Selon l’agence AFP, le président de la Commission européenne José Manuel Barroso, le président algérien Abdelaziz Bouteflika, l’ex-chancelier allemand Helmut Kohl et l’espéranto figureraient parmi les candidats en lice pour le Nobel de la paix 2008 dont la date-limite pour l’envoi des « nominations » est prévue pour demain 1er février.
« L’édition 2008 s’annonce très ouverte », estime Stein Toennesson, directeur de l’Institut de recherche pour la paix d’Oslo et observateur attentif de l’actualité Nobel. »Cela devrait donner au comité Nobel une nouvelle occasion de consacrer un candidat peu connu et oeuvrant pour les droits de l’Homme ou pour la paix dans une conception un peu plus étroite du terme », a-t-il déclaré à l’AFP.
Les pronostics sont généralement compliqués par le secret qui entoure la liste des candidats, dont les noms restent confidentiels pendant 50 ans. A moins que les parrains –parlementaires et ministres, précédents lauréats, membres de certaines instances internationales, certains professeurs d’université– ne décident de les annoncer publiquement.

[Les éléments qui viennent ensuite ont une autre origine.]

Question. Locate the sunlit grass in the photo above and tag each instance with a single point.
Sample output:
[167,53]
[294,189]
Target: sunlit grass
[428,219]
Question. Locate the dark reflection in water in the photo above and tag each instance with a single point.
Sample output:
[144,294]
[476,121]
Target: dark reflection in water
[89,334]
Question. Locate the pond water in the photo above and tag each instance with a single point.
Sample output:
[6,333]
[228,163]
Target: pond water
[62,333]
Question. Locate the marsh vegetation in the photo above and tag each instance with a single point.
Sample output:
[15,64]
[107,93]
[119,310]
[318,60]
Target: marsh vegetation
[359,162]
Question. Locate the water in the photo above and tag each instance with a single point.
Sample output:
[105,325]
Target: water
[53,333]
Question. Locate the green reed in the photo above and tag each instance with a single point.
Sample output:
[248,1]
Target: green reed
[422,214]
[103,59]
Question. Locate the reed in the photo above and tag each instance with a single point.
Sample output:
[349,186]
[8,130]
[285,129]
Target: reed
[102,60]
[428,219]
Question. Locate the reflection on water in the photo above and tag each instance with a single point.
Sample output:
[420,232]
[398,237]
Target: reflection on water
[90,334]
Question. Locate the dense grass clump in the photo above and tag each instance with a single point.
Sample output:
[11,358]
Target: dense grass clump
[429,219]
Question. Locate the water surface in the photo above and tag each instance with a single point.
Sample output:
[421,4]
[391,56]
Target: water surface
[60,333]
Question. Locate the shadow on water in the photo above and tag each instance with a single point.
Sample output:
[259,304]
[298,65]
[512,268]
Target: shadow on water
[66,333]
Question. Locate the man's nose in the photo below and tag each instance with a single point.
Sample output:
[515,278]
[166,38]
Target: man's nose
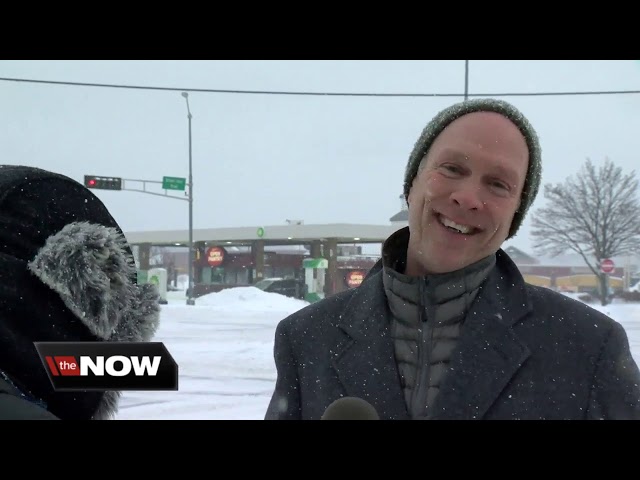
[468,198]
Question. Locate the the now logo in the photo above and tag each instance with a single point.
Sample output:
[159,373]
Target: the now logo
[108,365]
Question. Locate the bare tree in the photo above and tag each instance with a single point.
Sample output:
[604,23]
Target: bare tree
[595,214]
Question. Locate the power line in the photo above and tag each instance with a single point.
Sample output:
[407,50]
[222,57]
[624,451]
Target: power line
[326,94]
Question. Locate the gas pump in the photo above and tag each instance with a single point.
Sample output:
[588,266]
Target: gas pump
[314,275]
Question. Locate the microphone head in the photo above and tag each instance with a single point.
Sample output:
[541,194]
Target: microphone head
[350,408]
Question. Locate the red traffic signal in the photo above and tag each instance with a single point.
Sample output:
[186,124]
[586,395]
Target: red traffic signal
[103,183]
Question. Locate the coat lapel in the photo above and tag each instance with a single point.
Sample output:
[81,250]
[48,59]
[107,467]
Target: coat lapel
[365,360]
[488,353]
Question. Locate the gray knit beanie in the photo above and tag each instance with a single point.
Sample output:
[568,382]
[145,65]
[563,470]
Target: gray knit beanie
[451,113]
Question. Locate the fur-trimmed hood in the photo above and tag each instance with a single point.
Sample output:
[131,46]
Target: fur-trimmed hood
[67,273]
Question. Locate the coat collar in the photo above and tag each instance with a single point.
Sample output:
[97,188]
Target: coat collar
[487,356]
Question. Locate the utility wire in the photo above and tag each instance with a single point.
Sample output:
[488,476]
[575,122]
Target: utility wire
[326,94]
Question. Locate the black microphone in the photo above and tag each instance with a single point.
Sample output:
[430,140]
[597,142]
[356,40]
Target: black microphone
[350,408]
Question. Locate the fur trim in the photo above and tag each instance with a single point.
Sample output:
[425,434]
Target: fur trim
[90,266]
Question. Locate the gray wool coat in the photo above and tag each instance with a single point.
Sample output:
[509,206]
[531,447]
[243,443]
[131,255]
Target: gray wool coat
[524,352]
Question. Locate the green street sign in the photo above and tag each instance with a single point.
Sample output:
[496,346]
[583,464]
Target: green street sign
[174,183]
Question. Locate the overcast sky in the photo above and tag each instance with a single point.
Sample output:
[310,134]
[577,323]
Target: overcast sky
[262,159]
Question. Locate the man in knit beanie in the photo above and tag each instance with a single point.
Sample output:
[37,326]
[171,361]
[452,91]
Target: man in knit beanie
[66,274]
[444,326]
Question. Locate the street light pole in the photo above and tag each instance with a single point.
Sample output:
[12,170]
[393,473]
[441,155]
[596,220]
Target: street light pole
[190,300]
[466,80]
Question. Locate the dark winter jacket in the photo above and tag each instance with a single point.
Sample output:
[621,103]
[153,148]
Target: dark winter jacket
[66,274]
[524,352]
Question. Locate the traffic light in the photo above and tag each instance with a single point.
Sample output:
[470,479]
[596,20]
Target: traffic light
[103,183]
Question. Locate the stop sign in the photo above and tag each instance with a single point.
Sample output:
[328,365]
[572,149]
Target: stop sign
[607,265]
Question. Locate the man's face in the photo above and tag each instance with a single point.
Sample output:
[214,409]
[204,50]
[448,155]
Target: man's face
[463,199]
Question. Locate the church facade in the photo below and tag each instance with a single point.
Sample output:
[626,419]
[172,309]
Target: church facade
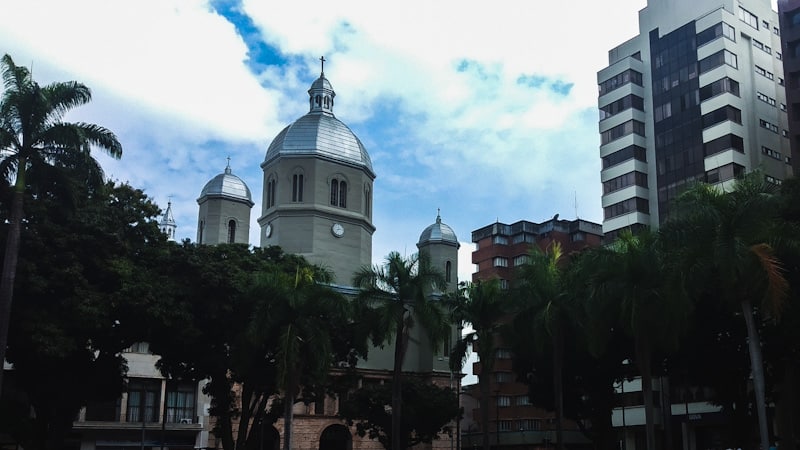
[317,202]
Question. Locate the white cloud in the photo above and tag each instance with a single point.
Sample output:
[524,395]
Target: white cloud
[171,78]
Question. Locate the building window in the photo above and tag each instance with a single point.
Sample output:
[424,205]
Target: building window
[718,87]
[623,129]
[724,173]
[530,424]
[619,80]
[630,152]
[623,181]
[297,187]
[503,377]
[521,260]
[723,114]
[635,204]
[718,59]
[367,201]
[768,125]
[720,144]
[764,72]
[231,231]
[714,32]
[748,17]
[771,153]
[334,192]
[138,347]
[338,193]
[271,192]
[500,240]
[623,104]
[143,400]
[765,98]
[343,194]
[181,402]
[502,353]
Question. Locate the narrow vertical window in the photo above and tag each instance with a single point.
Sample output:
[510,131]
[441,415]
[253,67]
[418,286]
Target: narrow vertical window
[334,192]
[343,194]
[297,187]
[231,231]
[367,199]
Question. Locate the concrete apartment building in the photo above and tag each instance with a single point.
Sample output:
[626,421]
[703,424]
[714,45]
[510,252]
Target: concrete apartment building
[501,248]
[698,94]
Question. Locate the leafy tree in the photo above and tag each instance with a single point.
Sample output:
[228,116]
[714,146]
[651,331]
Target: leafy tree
[400,290]
[546,311]
[301,313]
[731,240]
[483,306]
[202,332]
[428,411]
[632,288]
[74,316]
[33,138]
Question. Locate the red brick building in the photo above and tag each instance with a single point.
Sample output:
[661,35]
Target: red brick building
[515,422]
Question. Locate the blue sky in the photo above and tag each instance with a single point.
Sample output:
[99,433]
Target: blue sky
[486,111]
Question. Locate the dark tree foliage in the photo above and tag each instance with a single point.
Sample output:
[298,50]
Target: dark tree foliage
[428,412]
[205,332]
[73,317]
[588,381]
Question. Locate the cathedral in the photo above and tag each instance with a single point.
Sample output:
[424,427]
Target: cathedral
[317,201]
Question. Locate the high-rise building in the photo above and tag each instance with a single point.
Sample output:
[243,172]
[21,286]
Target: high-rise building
[697,95]
[515,420]
[789,18]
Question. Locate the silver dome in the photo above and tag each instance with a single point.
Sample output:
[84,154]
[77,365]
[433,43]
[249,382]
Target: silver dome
[319,133]
[438,233]
[227,185]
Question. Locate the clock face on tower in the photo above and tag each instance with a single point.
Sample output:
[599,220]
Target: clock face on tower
[337,229]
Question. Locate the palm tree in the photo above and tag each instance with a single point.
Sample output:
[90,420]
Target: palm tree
[33,138]
[729,241]
[631,278]
[297,312]
[400,291]
[546,310]
[483,306]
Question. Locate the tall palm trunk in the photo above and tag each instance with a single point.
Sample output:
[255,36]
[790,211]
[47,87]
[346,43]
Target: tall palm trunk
[288,412]
[10,261]
[643,355]
[757,367]
[558,382]
[397,387]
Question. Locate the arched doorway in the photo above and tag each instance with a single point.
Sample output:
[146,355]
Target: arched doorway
[269,438]
[336,437]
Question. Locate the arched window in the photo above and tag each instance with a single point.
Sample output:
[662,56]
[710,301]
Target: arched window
[343,194]
[367,201]
[231,231]
[334,192]
[297,187]
[271,193]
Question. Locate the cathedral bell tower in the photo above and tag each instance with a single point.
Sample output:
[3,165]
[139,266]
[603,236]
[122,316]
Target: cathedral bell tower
[317,199]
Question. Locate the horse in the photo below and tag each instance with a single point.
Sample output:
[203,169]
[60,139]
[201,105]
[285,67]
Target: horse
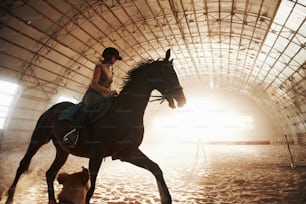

L’AFP croit cependant savoir les noms de certains postulants.
Ainsi le président du Timor oriental, José Ramos-Horta, lui-même prix Nobel de la paix en 1996, a proposé la candidature de José Manuel Barroso, jugeant que, sous sa présidence, « la Commission européenne oeuvre pour le dialogue pacifique, contribue abondamment aux forces de paix de l’ONU, et vient en aide aux réfugiés ».
Un autre ancien lauréat, l’ex-président soviétique Mikhaïl Gorbatchev a, selon la presse allemande, recommandé l’ex-chancelier allemand Helmut Kohl pour le rôle qu’il a joué dans le dénouement pacifique de la Guerre froide et la réconciliation de l’Europe.
« Une pétition a également été lancée en Algérie en faveur du président Abdelaziz Bouteflika, dont la candidature aurait reçu le soutien de députés algériens. » a indiqué l’AFP qui souligne cependant que « le comité Nobel assure toutefois être insensible aux campagnes populaires et au battage médiatique, lesquels peuvent même s’avérer contre-productifs. »
Sur une note plus légère, deux parlementaires helvétiques ont avancé la candidature de l’espéranto, crédité d’être une langue de paix.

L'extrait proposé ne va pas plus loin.